Binnen [medeverdachte 1] werd er bijgehouden bij welke budgethouder er nog ruimte was om te frauderen. De budgethouder werd bij de fraude betrokken en de voor de fraude benodigde documenten werden binnen [medeverdachte 1] opgemaakt. Mede gelet op de duur van de fraude, het grote aantal PGB’s waarmee gefraudeerd werd en de stelselmatigheid van de fraude, is de rechtbank van oordeel dat het oogmerk van [medeverdachte 1] en van degenen die daarbij betrokken waren ook gericht was op het plegen van fraude. Elk van de verdachten, en ook overig personeel van [medeverdachte 1] , wist niet alleen van de fraude, maar heeft er, blijkens de hierboven aangehaalde bewijsmiddelen ook een aandeel in gehad. Gelet hierop is de rechtbank van oordeel dat er sprake was van een criminele organisatie en dat [verdachte] daarvan lid was. De criminele organisatie had tot oogmerk het plegen van valsheid in geschrift, verduistering, oplichting, heling en witwassen.

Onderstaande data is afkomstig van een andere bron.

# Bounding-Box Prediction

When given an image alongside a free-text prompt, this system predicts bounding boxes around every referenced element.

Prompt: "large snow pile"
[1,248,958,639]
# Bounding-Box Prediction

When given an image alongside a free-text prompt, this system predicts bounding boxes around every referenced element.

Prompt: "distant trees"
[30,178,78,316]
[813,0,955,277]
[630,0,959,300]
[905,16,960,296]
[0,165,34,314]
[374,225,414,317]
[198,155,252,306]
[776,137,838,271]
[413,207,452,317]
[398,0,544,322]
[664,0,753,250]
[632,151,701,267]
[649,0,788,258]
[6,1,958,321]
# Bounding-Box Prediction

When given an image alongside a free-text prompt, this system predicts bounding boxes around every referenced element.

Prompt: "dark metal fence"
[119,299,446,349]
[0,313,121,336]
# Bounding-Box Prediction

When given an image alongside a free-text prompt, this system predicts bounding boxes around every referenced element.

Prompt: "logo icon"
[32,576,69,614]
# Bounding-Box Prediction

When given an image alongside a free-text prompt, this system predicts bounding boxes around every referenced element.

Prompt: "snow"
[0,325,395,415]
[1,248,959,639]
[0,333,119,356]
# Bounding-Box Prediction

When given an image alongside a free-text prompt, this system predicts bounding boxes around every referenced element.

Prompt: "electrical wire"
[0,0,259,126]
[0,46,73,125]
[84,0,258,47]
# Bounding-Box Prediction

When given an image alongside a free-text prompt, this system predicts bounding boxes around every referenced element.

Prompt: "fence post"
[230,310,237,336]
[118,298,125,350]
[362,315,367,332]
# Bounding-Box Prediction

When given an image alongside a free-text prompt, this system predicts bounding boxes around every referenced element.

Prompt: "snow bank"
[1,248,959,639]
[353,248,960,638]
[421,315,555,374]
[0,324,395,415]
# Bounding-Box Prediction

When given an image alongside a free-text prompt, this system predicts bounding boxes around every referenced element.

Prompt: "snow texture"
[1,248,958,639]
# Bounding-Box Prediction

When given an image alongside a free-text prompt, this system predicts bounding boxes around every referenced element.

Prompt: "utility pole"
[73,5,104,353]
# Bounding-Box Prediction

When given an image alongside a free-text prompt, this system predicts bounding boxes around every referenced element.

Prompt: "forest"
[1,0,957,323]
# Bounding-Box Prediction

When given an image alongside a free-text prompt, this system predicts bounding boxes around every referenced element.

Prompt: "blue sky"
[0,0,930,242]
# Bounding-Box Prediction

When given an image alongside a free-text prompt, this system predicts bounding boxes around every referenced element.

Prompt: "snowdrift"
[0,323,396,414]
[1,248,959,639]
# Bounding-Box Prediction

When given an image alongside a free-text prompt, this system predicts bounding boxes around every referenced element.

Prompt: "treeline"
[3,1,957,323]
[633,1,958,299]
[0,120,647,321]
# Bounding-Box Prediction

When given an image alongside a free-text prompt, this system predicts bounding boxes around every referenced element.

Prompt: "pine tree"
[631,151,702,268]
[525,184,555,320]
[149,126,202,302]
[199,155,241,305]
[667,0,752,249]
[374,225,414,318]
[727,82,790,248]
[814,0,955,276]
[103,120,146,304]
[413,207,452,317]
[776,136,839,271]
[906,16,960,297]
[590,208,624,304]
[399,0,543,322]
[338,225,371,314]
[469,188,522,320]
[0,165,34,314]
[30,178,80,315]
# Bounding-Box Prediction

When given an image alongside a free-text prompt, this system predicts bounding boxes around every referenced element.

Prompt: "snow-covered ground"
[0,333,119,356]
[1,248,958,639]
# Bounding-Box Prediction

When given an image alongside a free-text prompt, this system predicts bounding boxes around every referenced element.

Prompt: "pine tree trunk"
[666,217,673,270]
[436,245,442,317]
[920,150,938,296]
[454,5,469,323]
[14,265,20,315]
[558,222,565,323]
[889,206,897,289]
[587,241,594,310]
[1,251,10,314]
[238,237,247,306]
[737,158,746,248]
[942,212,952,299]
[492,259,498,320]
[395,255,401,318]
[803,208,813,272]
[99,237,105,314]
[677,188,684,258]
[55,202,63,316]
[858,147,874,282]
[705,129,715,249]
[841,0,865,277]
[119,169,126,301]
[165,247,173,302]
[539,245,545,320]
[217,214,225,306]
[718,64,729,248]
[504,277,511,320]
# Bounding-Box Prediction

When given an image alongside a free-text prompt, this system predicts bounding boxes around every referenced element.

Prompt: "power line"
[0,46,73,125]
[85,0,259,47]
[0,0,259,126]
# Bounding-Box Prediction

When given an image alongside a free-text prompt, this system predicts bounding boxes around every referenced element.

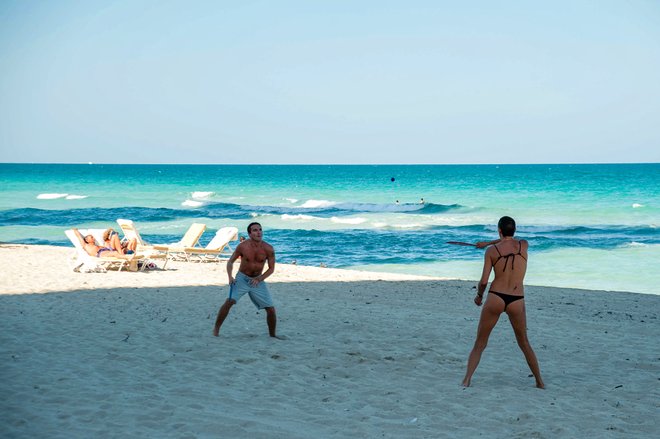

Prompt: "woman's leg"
[108,234,124,252]
[127,238,137,252]
[462,297,503,387]
[506,301,545,388]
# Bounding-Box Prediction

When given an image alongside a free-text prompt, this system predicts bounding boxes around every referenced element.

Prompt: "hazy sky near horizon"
[1,1,659,164]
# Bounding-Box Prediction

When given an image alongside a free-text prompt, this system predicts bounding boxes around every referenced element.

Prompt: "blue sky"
[1,0,659,164]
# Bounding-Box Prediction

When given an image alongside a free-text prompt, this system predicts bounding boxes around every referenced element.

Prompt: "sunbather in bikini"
[72,228,134,259]
[103,228,137,254]
[462,216,544,389]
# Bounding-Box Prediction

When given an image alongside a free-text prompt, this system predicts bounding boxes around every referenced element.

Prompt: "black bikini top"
[494,241,527,272]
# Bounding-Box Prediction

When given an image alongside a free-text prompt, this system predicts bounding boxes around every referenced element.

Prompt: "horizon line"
[1,161,659,166]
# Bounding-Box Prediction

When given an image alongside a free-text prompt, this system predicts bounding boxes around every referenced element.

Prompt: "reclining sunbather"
[103,228,137,254]
[72,228,134,259]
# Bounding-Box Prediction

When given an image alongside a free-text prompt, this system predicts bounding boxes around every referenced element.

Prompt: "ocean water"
[1,163,658,294]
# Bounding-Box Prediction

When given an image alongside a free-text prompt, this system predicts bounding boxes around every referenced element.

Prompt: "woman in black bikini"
[462,216,544,389]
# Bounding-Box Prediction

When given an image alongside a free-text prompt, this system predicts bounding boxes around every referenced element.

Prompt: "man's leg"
[462,297,503,387]
[506,301,544,388]
[213,299,235,336]
[265,307,277,337]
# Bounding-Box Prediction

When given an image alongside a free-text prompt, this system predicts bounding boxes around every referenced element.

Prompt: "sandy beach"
[1,244,658,438]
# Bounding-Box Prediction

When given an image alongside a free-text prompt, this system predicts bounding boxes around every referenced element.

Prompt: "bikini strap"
[494,243,515,272]
[492,245,503,267]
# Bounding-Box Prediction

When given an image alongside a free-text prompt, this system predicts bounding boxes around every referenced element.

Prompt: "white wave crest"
[632,203,644,208]
[625,241,648,247]
[299,199,336,209]
[182,199,204,207]
[392,223,424,229]
[285,198,298,204]
[37,193,68,199]
[373,222,388,228]
[192,191,214,199]
[65,194,88,200]
[330,216,367,225]
[281,214,319,221]
[336,202,422,213]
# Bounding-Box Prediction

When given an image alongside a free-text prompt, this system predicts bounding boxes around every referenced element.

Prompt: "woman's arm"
[475,239,500,249]
[474,249,494,305]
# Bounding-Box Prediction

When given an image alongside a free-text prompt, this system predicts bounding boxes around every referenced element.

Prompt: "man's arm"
[226,246,241,284]
[73,228,98,257]
[72,228,86,247]
[255,246,276,284]
[475,249,494,305]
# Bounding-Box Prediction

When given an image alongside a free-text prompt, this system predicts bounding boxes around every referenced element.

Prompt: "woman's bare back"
[488,238,528,295]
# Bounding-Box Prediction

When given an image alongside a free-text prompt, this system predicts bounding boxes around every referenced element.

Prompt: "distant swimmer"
[420,198,425,204]
[395,200,400,205]
[461,216,544,389]
[391,177,396,182]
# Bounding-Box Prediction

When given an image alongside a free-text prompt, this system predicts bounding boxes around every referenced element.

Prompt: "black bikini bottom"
[489,290,524,309]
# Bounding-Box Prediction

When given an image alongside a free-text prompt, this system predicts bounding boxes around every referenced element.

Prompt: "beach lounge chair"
[182,226,238,262]
[65,229,141,272]
[116,219,150,249]
[115,219,171,268]
[151,223,207,262]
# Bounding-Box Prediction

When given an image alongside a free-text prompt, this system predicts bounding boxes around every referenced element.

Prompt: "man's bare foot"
[271,334,287,340]
[212,328,219,337]
[536,381,545,389]
[461,379,471,387]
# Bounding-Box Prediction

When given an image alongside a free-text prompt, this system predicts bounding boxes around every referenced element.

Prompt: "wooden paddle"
[446,241,477,247]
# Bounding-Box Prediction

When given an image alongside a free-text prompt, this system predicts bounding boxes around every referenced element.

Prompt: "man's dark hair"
[498,216,516,237]
[247,222,261,234]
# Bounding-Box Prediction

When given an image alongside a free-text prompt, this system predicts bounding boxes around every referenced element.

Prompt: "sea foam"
[182,200,204,207]
[331,217,367,225]
[299,199,336,209]
[37,193,68,199]
[65,195,88,200]
[192,191,214,199]
[392,223,424,229]
[281,214,319,221]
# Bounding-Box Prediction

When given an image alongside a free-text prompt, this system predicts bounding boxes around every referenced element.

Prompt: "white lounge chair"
[182,227,238,262]
[151,223,208,262]
[116,219,170,268]
[65,229,140,272]
[116,219,150,248]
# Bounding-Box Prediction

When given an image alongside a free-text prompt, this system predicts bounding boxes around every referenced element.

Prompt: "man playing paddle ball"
[213,222,281,338]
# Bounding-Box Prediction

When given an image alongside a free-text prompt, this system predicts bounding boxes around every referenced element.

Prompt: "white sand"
[0,245,658,438]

[verdachte] heeft verklaard dat ze van 2005 tot en met september 2007, van januari 2008 tot halverwege januari 2010 en van januari 2012 tot januari 2013 gewerkt heeft bij [medeverdachte 1] . In de tussenliggende perioden heeft zij om uiteenlopende redenen niet voor [medeverdachte 1] gewerkt. Dat ze bepaalde perioden niet voor [medeverdachte 1] heeft gewerkt, betekent echter nog niet dat ze dan, min of meer automatisch, geen lid meer was van de criminele organisatie. Als zij bijvoorbeeld in die perioden toch geprofiteerd heeft van de misdrijven van de anderen, dan is dat een heel sterke aanwijzing voor het tegendeel. Die sterke aanwijzing heeft de rechtbank hier echter niet gevonden. [verdachte] heeft bij haar verhoor door de Inspectie SZW (op p. 2248 van het dossier) te kennen gegeven dat ze in 2010 geen geld ontvangen heeft van [medeverdachte 1] of van cliënten, heeft haar bankrekeningnummer gegeven en heeft te kennen gegeven dat dat in haar bankafschriften kan worden nagegaan. Dat onderzoek is voor zover de rechtbank kan overzien echter niet verricht. Er bevindt zich wel een zogeheten iCov-rapportage Vermogen en Inkomen bij de ontnemingsrapportage, maar ook daaruit blijkt niet van inkomen via [medeverdachte 1] in 2010. Ook andere aanwijzingen dat [verdachte] in de perioden dat zij niet voor [medeverdachte 1] werkte, toch op de een of andere manier bij de misdrijven betrokken zou zijn en/of daarvan geprofiteerd heeft, heeft de rechtbank niet aangetroffen. De rechtbank zal [verdachte] daarom van delen van de tenlastegelegde periode vrijspreken.
Laatste opmerkingen
De officieren van justitie hebben zich op het standpunt gesteld dat de organisatie ook het oogmerk zou hebben om diefstallen te plegen. Dat zou het geval zijn als budgethouders niet zouden weten dat geld van zijn/haar PGB-rekening ten onrechte werd overgeboekt. Zoals echter volgt uit het bovenstaande, acht de rechtbank het zo te zijn geweest dat de budgethouders bij de fraude betrokken werden en waren. Er zijn hier en daar wel aanwijzingen voor de stelling dat de budgethouders nergens van wisten, aanwijzingen die met name gevonden worden in de verklaringen van de desbetreffende budgethouders, maar die aanwijzingen overtuigen de rechtbank niet. De rechtbank zal de verdachten dan ook van dit onderdeel vrijspreken.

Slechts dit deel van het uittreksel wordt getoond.